Managing Hypotension in HOCM Patients
For acute hypotension in patients with Hypertrophic Obstructive Cardiomyopathy (HOCM), intravenous phenylephrine or another pure vasoconstrictor is recommended as first-line treatment, combined with fluid administration to maximize preload.
Pathophysiology and Principles
Understanding the unique hemodynamics of HOCM is crucial for managing hypotension:
- In HOCM, hypotension can worsen left ventricular outflow tract obstruction (LVOTO)

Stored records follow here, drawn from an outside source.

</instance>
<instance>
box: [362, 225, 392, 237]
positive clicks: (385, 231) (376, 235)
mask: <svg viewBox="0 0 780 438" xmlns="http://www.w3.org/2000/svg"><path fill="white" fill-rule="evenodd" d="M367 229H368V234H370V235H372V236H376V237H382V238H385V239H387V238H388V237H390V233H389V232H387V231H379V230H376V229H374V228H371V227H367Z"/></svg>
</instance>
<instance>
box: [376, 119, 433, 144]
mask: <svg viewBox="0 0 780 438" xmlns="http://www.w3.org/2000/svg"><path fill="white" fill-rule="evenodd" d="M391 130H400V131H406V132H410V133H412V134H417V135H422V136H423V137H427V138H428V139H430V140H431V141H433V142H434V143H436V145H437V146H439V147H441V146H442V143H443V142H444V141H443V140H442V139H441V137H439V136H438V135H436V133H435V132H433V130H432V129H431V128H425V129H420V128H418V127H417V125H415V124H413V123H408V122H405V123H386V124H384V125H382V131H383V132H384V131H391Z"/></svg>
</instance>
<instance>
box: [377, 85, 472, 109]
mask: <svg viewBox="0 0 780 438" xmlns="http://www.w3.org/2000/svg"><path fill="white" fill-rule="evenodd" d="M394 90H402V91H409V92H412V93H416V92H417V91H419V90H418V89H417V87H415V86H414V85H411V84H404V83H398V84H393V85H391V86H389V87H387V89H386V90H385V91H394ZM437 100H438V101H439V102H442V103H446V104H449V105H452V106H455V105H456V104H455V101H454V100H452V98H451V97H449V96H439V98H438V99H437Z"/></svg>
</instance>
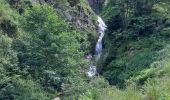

- The goal is to maintain or increase preload and afterload while avoiding increases in contractility or heart rate
- Reduced preload (from vasodilation or hypovolemia) exacerbates LVOTO
- Increased contractility (from inotropes) worsens LVOTO
Acute Hypotension Management Algorithm
First-line interventions:
Fluid administration to increase preload 1
- Administer IV fluids to restore intravascular volume
- Monitor response carefully to avoid fluid overload
Pure vasoconstrictors 1
- Intravenous phenylephrine is the agent of choice
- Titrate to achieve adequate blood pressure
- Beta-blockers can be used in combination with vasoconstrictors to dampen contractility
Avoid these agents (Class III: Harm):
- Positive inotropes (dopamine, dobutamine, norepinephrine) 1
- Vasodilators (nitroglycerin, dihydropyridine calcium channel blockers) 1
- Diuretics (in high doses) 1
Chronic Management of Blood Pressure in HOCM
For long-term management of blood pressure in HOCM patients:
First-line agents:
- Beta-blockers 1
- Titrate to resting heart rate <60-65 bpm
- Reduce contractility and improve diastolic filling
- Examples: metoprolol, propranolol, atenolol
Second-line agents:
- Non-dihydropyridine calcium channel blockers 1
- Verapamil (up to 480 mg/day)
- Diltiazem
- Use with caution in patients with high gradients or advanced heart failure
For refractory cases:
- Disopyramide combined with beta-blockers or calcium channel blockers 1
- Mavacamten (cardiac myosin inhibitor) for adults 1
- Septal reduction therapy in eligible patients at experienced centers 1
Special Considerations and Pitfalls
Avoid vasodilators that can worsen LVOTO:
- Dihydropyridine calcium channel blockers (nifedipine)
- ACE inhibitors
- Angiotensin receptor blockers
- Nitrates
Use diuretics cautiously 1:
- Only low doses when absolutely necessary
- Monitor for worsening obstruction due to decreased preload
Verapamil is potentially harmful in patients with:
- Severe resting obstruction (gradients >100 mmHg)
- Systemic hypotension
- Severe dyspnea at rest 1
Consider extracorporeal life support in refractory cases during surgery 2
By following these principles, hypotension in HOCM patients can be effectively managed while minimizing the risk of worsening outflow tract obstruction and associated complications.